Amour de malades

Toute histoire commence un jour, quelque part. Une histoire d'amour peut naître dans un hôpital psychiatrique, par exemple.

Ma main droite est encore engourdie par l'étreinte exercée par la tienne il y a quelques instants. Paume contre paume, doigts entre doigts, un geste affectueux, ferme et tendre, discret, le seul que l'on puisse se permettre ici, avec quelques baisers cachés. Je sens ma main tiédir peu à peu mais toujours sur elle cette odeur de tabac refroidi, de la dernière cigarette que tu as fumée. Non, ça ne me dérange pas. C'est l'odeur d'une de tes habitudes, c'est l'une de tes odeurs, et je me suis promis de tout prendre de toi, toi qui me donnes tant. Un amour soudain, pur et réciproque, l'amour tout court, auquel j'avais cessé de croire.

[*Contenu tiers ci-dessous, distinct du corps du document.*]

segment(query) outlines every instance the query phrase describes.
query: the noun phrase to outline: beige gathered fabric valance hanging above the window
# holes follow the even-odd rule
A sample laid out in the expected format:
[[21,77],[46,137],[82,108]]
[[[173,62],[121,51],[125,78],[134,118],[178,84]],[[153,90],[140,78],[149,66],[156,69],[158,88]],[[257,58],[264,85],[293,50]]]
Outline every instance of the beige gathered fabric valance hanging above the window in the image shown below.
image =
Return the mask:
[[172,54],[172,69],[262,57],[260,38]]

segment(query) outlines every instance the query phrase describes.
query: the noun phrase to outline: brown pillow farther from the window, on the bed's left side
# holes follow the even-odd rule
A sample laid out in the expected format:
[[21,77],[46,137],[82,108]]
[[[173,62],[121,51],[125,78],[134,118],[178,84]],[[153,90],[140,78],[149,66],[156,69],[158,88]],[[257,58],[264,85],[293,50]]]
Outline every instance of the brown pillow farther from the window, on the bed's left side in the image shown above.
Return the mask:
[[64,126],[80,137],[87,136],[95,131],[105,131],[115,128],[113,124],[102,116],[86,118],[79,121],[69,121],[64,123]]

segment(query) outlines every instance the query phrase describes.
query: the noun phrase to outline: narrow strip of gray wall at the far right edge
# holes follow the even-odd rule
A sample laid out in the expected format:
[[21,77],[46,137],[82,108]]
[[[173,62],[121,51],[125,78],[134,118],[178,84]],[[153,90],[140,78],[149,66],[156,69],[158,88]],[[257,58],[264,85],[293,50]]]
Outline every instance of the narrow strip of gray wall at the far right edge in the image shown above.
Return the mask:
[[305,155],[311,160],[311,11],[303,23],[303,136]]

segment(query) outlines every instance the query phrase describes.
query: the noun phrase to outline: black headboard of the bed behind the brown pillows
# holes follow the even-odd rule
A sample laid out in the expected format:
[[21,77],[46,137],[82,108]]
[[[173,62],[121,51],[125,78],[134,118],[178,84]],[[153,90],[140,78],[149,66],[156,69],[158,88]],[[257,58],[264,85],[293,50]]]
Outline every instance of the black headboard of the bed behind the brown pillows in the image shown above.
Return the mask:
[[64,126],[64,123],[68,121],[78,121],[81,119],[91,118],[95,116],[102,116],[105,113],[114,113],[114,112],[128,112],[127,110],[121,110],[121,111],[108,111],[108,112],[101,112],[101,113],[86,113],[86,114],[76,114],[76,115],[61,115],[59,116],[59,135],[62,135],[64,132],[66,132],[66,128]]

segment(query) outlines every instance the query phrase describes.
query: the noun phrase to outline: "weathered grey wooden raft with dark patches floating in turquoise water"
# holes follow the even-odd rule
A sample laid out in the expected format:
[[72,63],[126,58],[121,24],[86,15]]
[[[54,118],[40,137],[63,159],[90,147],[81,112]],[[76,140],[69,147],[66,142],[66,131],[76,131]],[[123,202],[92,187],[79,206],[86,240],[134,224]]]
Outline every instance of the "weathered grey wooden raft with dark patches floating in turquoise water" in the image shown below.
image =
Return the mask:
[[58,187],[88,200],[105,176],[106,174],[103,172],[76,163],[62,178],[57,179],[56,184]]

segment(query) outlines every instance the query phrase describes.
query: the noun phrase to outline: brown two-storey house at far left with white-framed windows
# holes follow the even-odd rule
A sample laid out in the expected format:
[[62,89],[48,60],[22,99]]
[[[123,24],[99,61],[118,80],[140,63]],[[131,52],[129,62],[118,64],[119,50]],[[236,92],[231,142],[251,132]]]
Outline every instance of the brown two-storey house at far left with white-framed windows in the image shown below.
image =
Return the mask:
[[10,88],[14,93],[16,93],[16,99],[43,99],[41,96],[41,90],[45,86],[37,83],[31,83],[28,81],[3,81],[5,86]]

A force de prendre des baffes dans le coeur, j'avais fini par l'anesthésier avec un gramme de raison avant ou pendant chaque rencontre à visée récréative. Ainsi, seuls les organes de la parole et génitaux, et tous les circuits nerveux, cerveau compris donc, qui traduisent les stimuli en plaisirs restaient fonctionnels.

Mais j'arrivai en ce lieu fermé complètement désarmée de façon paradoxale: le coeur à vif mais la dépression servant de bouclier à tout désir. Mais, dans ce lieu, tu y étais. Et tu es venu vers moi. Et tu m'as tendu la main. D'abord pour me saluer, puis pour ne plus la lâcher. Pour ne plus qu'on se lâche. La dépression, finalement, c'est du carton.

Dans la chambre, moi dans le lit, toi sur la chaise, ça aurait pu être l'inverse. On est tous les deux patients. Et on continuera de l'être, mais pas dans les mêmes circonstances. On le sera parce qu'il faudra qu'on le soit si on veut avancer tous les deux, pour plus tard et contre nos tares. Dans la chambre, main dans la main, tu me dis que tu ne veux pas me faire mal en la serrant trop fort et je te défie. Tu serres, tu serres et je souris. Pour de vrai. Tu libères ma main et je la regarde: sur son dos, au niveau des espaces interdigitaux, quelques marques rouges sont apparues. Mais il ne faut pas se faire voir par les gens en blanc. Tu me regardes tendrement, je te regarde en souriant, puis tu quittes ma chambre. Bonne nuit mon amour.